Tools To Do the Alternative Splicing Analysis
4
6
Entering edit mode
5.8 years ago
52Teth ▴ 70

I want to do the alternative splice analysis with a set transcript sequence. The referenced genome sequence is also known.  So Is there any tools avaliable to do this?

RNA-Seq AS • 9.9k views
0
Entering edit mode

Can you elaborate what do you mean by "alternative splice analysis" ? Generally there are tools like cufflinks/cuffdiff for assembling transcripts from short reads and differential analysis.

0
Entering edit mode

Hello, rMATS is a tool i am using, you can have a look.

20
Entering edit mode
2.9 years ago

Since you posted this with the tag RNA-seq I will assume that you have RNASeq data. Since you mention transcripts I will also assume you have transcript level quantifications (else you can read more about how to obtain such transcript level quantification here.). I will also assume that you have at least two conditions (since else there is rarely a reason for doing RNASeq).
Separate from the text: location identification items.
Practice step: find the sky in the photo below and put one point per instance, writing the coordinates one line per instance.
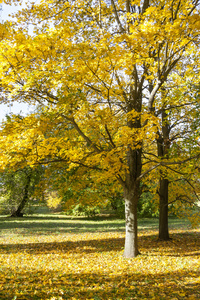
(17, 107)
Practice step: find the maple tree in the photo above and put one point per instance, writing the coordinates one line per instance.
(97, 68)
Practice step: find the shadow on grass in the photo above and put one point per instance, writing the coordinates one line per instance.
(99, 286)
(50, 224)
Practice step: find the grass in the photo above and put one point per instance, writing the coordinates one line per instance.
(56, 257)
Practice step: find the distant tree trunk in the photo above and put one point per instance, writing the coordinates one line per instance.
(18, 213)
(163, 145)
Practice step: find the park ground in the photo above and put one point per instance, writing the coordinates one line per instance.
(55, 257)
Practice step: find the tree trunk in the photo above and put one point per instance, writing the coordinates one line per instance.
(131, 240)
(18, 213)
(163, 211)
(163, 145)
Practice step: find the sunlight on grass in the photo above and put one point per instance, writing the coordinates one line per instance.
(89, 265)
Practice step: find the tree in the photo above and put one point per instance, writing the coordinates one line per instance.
(98, 68)
(18, 188)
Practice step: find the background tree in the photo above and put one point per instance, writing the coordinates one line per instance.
(17, 189)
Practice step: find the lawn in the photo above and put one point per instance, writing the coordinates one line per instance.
(56, 257)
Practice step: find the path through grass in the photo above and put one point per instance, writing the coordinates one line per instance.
(60, 258)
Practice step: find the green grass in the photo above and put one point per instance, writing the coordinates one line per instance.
(55, 257)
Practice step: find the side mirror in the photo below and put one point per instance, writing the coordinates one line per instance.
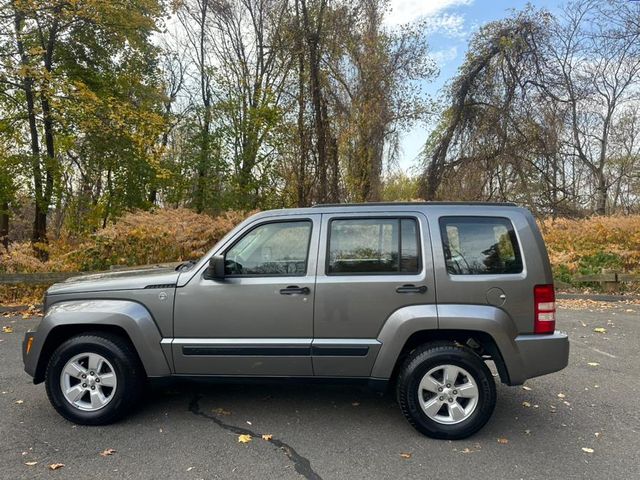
(216, 268)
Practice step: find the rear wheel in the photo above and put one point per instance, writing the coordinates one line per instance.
(94, 379)
(446, 391)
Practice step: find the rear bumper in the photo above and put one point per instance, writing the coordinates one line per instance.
(540, 355)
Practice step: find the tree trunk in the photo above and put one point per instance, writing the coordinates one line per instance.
(601, 193)
(302, 137)
(313, 43)
(4, 224)
(39, 233)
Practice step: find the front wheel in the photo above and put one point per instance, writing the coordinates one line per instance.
(94, 379)
(446, 391)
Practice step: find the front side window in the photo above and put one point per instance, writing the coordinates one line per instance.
(373, 246)
(480, 245)
(279, 248)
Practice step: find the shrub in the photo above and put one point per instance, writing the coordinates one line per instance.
(166, 235)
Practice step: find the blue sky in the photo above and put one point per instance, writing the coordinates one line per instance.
(450, 24)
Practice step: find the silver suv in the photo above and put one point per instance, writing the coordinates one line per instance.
(417, 295)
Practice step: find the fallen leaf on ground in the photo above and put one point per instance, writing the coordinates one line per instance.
(221, 411)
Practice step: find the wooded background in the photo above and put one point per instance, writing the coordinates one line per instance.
(217, 105)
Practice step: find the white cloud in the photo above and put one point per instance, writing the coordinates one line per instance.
(444, 56)
(405, 11)
(449, 24)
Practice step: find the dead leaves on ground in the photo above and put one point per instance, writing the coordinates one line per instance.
(246, 438)
(221, 411)
(595, 305)
(108, 452)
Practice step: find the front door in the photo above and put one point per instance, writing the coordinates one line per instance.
(258, 320)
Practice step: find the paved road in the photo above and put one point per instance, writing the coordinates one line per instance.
(338, 432)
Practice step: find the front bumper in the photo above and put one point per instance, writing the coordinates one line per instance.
(542, 354)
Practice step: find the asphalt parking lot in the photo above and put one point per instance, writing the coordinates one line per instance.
(191, 431)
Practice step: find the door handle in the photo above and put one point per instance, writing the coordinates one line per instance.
(411, 289)
(295, 290)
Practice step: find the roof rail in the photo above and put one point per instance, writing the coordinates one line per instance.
(382, 204)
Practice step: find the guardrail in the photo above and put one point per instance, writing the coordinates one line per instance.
(48, 278)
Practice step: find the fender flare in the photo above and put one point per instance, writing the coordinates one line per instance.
(132, 317)
(484, 319)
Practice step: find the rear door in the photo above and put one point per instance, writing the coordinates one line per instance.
(369, 265)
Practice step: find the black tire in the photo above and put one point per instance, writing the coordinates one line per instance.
(419, 363)
(129, 373)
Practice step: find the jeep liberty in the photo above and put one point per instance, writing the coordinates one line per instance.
(414, 295)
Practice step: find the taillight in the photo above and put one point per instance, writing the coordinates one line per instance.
(544, 297)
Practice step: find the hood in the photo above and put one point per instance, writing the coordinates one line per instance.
(117, 280)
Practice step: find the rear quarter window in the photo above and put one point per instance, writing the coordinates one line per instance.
(480, 246)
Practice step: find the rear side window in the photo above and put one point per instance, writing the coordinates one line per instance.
(373, 246)
(480, 246)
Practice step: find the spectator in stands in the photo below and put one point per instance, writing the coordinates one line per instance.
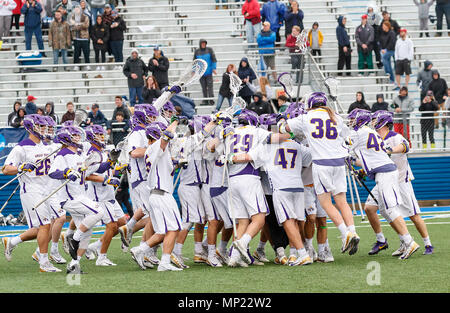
(266, 42)
(374, 20)
(273, 12)
(345, 50)
(6, 11)
(295, 56)
(206, 81)
(387, 40)
(247, 75)
(364, 36)
(136, 71)
(159, 66)
(97, 8)
(224, 90)
(80, 34)
(59, 38)
(252, 16)
(442, 8)
(439, 88)
(70, 114)
(50, 111)
(424, 13)
(100, 37)
(315, 39)
(424, 78)
(428, 104)
(403, 105)
(380, 104)
(32, 12)
(360, 103)
(404, 54)
(116, 37)
(394, 24)
(259, 105)
(18, 121)
(151, 90)
(13, 114)
(16, 14)
(30, 107)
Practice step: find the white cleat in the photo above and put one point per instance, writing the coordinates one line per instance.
(57, 258)
(48, 267)
(138, 256)
(163, 267)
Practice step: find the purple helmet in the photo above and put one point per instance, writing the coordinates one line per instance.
(382, 118)
(35, 124)
(358, 118)
(96, 134)
(316, 99)
(70, 136)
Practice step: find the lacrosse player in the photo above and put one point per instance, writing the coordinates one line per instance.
(369, 149)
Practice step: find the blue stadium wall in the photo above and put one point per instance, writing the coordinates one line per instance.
(432, 183)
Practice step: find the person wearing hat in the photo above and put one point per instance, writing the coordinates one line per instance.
(30, 107)
(404, 54)
(364, 35)
(159, 66)
(136, 71)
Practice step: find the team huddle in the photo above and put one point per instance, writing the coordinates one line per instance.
(239, 174)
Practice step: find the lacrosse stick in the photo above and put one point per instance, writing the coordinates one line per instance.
(302, 47)
(191, 75)
(6, 203)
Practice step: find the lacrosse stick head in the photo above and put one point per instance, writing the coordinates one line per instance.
(302, 42)
(286, 81)
(193, 73)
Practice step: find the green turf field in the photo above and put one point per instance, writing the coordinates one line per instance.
(347, 274)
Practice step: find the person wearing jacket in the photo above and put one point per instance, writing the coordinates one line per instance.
(360, 103)
(247, 75)
(100, 38)
(266, 43)
(293, 18)
(158, 65)
(206, 81)
(387, 40)
(345, 51)
(380, 104)
(136, 71)
(6, 11)
(59, 38)
(364, 35)
(224, 90)
(428, 104)
(13, 114)
(32, 12)
(273, 12)
(424, 78)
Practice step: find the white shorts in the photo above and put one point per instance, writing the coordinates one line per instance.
(331, 179)
(247, 196)
(40, 216)
(192, 210)
(289, 205)
(164, 212)
(312, 204)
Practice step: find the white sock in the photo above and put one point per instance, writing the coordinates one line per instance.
(246, 239)
(15, 241)
(198, 248)
(380, 237)
(343, 229)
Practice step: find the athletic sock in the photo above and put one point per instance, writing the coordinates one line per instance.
(427, 241)
(15, 241)
(380, 237)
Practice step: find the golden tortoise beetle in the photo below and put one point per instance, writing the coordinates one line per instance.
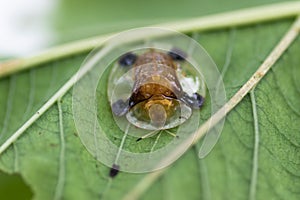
(158, 100)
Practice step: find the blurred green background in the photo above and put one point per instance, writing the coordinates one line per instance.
(27, 27)
(30, 26)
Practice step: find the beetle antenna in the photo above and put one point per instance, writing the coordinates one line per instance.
(114, 170)
(148, 135)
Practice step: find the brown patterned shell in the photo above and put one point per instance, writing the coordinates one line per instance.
(155, 77)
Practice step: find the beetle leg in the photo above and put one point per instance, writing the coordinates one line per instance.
(148, 135)
(127, 59)
(195, 101)
(120, 107)
(177, 54)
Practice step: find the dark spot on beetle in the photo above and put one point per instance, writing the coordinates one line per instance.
(120, 107)
(114, 170)
(195, 101)
(177, 54)
(127, 59)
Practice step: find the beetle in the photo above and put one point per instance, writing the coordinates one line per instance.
(158, 100)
Assuming I am right there are 3 types of splicing analysis you can do:

Type 1: Exon based analysis:

The idea is simply that you analyze one exon at the time an see if an exon is differentially used (compared to all other exons in that gene). According to amongst others this article the best tool for doing this is DEXSeq (Bioconductor page, article link) which also allows visualisation of the changes. This is a powerfull way of analysing the data but can be hard to interpret the results.

Type 2: Splicing based analysis:

The idea with this type of analysis is to look at each splice event (exon skipping, alternative donor/acceptor etc) one at the time and see if there are systematic changes between conditions. The better tools for this is rMATS (as also mentioned by @MatthewP) and SUPPA2. This type of analysis is easier to interpret from a splicing perspective but harder to draw biological conclusions from.
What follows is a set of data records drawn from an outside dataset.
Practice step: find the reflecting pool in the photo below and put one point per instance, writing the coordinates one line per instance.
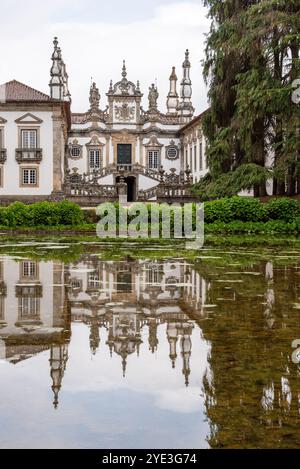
(144, 349)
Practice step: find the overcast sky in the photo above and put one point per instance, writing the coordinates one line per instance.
(96, 35)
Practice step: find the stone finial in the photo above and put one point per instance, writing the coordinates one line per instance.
(124, 71)
(94, 98)
(153, 97)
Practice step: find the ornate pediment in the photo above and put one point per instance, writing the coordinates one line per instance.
(153, 142)
(124, 87)
(95, 141)
(28, 119)
(125, 112)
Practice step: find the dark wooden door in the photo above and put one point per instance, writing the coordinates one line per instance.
(124, 154)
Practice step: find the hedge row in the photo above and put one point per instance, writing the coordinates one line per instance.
(41, 214)
(251, 210)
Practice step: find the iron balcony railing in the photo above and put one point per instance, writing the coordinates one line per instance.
(28, 155)
(3, 155)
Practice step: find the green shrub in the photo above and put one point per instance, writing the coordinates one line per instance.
(18, 214)
(217, 210)
(251, 209)
(45, 213)
(41, 214)
(283, 209)
(70, 213)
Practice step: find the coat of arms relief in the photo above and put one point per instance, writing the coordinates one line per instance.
(125, 112)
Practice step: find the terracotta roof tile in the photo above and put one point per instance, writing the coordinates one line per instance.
(16, 91)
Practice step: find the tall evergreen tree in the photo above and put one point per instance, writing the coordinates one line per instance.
(252, 127)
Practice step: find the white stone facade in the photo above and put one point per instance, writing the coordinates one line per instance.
(48, 151)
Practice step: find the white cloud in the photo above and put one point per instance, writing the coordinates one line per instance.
(96, 49)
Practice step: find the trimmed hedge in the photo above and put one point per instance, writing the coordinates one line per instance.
(248, 209)
(41, 214)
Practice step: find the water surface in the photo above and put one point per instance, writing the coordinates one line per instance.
(148, 348)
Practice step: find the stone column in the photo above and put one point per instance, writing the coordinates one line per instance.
(58, 150)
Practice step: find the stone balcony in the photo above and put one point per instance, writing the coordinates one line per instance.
(29, 155)
(3, 155)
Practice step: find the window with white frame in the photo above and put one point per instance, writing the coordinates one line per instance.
(201, 157)
(29, 307)
(94, 280)
(95, 158)
(153, 159)
(29, 176)
(75, 152)
(29, 269)
(29, 138)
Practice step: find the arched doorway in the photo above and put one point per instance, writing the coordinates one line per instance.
(131, 187)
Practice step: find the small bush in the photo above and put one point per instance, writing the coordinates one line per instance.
(41, 214)
(70, 213)
(283, 209)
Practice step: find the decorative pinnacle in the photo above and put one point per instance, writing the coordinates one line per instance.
(124, 72)
(187, 59)
(173, 74)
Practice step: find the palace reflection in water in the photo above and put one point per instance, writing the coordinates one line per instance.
(247, 319)
(39, 300)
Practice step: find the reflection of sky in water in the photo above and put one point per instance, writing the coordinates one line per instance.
(150, 407)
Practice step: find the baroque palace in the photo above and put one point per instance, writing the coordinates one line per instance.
(48, 152)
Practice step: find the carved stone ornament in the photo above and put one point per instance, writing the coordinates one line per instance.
(153, 97)
(95, 142)
(172, 151)
(153, 142)
(125, 113)
(94, 98)
(75, 150)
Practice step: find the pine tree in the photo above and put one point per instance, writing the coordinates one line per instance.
(252, 59)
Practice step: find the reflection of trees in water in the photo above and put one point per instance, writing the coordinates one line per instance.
(252, 389)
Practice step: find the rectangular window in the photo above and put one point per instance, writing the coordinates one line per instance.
(95, 159)
(29, 307)
(29, 269)
(153, 157)
(153, 275)
(201, 160)
(94, 280)
(29, 177)
(29, 139)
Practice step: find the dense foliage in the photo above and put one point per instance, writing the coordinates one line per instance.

There are also an extension of this analysis type which looks at groups of splice-events and detect changes within that group. This can be done with tools such as LeafCutter (github, article as also mentioned by @Prakash) or MAJIQ (more info here) these tools typically give more power but are even harder to interpret (except for something with splicing changed).

Type 3: Transcript based analysis:

The idea with this type of analysis it to utilize the transcript level quantification of the RNASeq data to detect changes in which transcripts are used in the two conditions (isoform switches). Although this is from a computational point harder (less events are found) the biological interpretation is a lot easier because you know the entire transcript. According to this paper again DEXSeq (adobted to transcript expression) seems to be the best tool to find such changes.
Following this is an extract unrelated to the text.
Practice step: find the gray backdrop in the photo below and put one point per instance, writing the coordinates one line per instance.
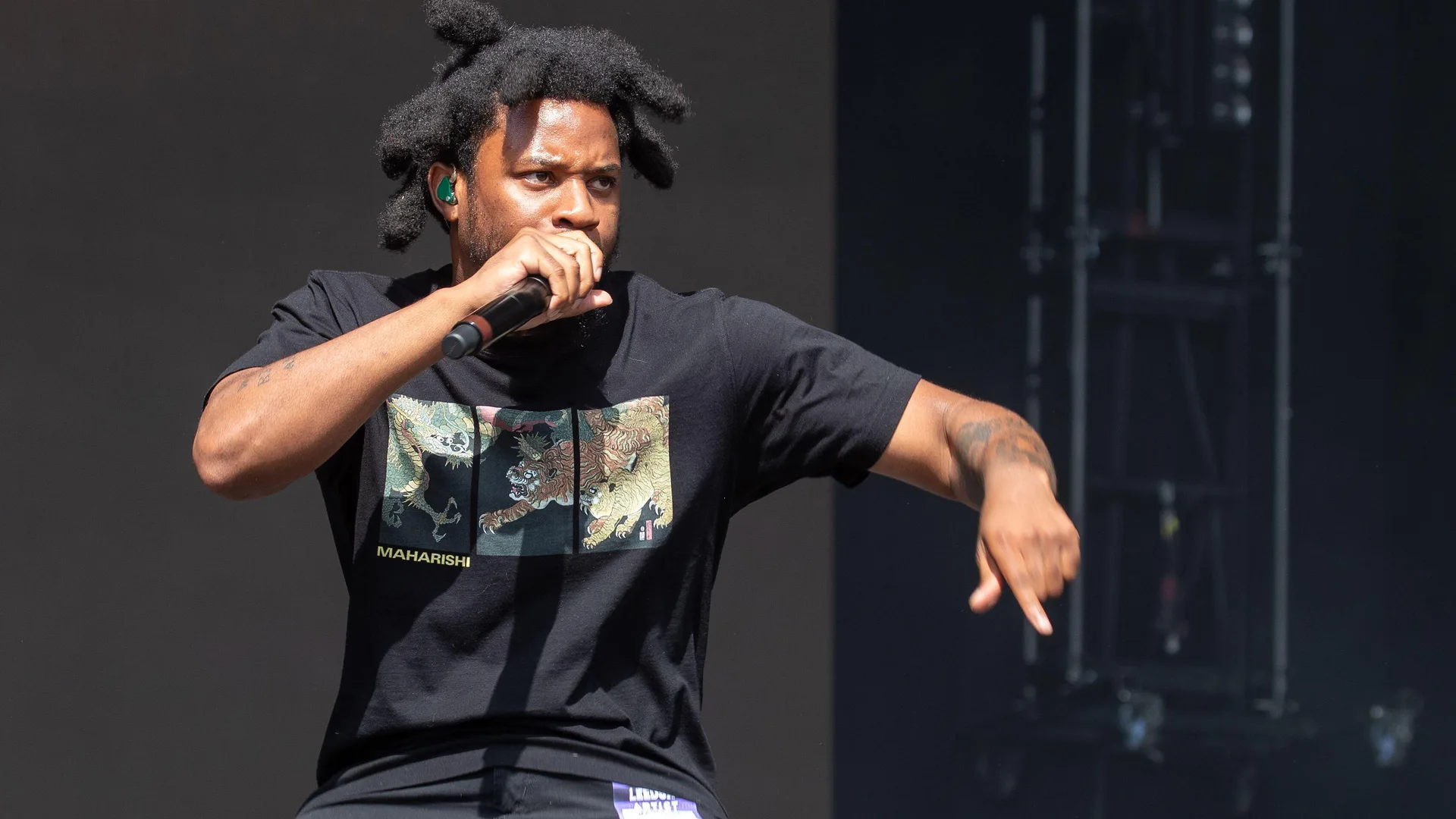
(171, 169)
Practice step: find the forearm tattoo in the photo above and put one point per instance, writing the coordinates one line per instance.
(1008, 439)
(265, 375)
For the biological interpertration of such isoform switches I have created an R package called IsoformSwitchAnalyzeR. IsoformSwitchAnalyzeR enables identification and analysis of alternative splicing as well as isoform switches with predicted functional consequences (such as gain/loss of protein domains etc) from quantification by Kallisto, Salmon, Cufflinks/CuffFiff, RSEM etc.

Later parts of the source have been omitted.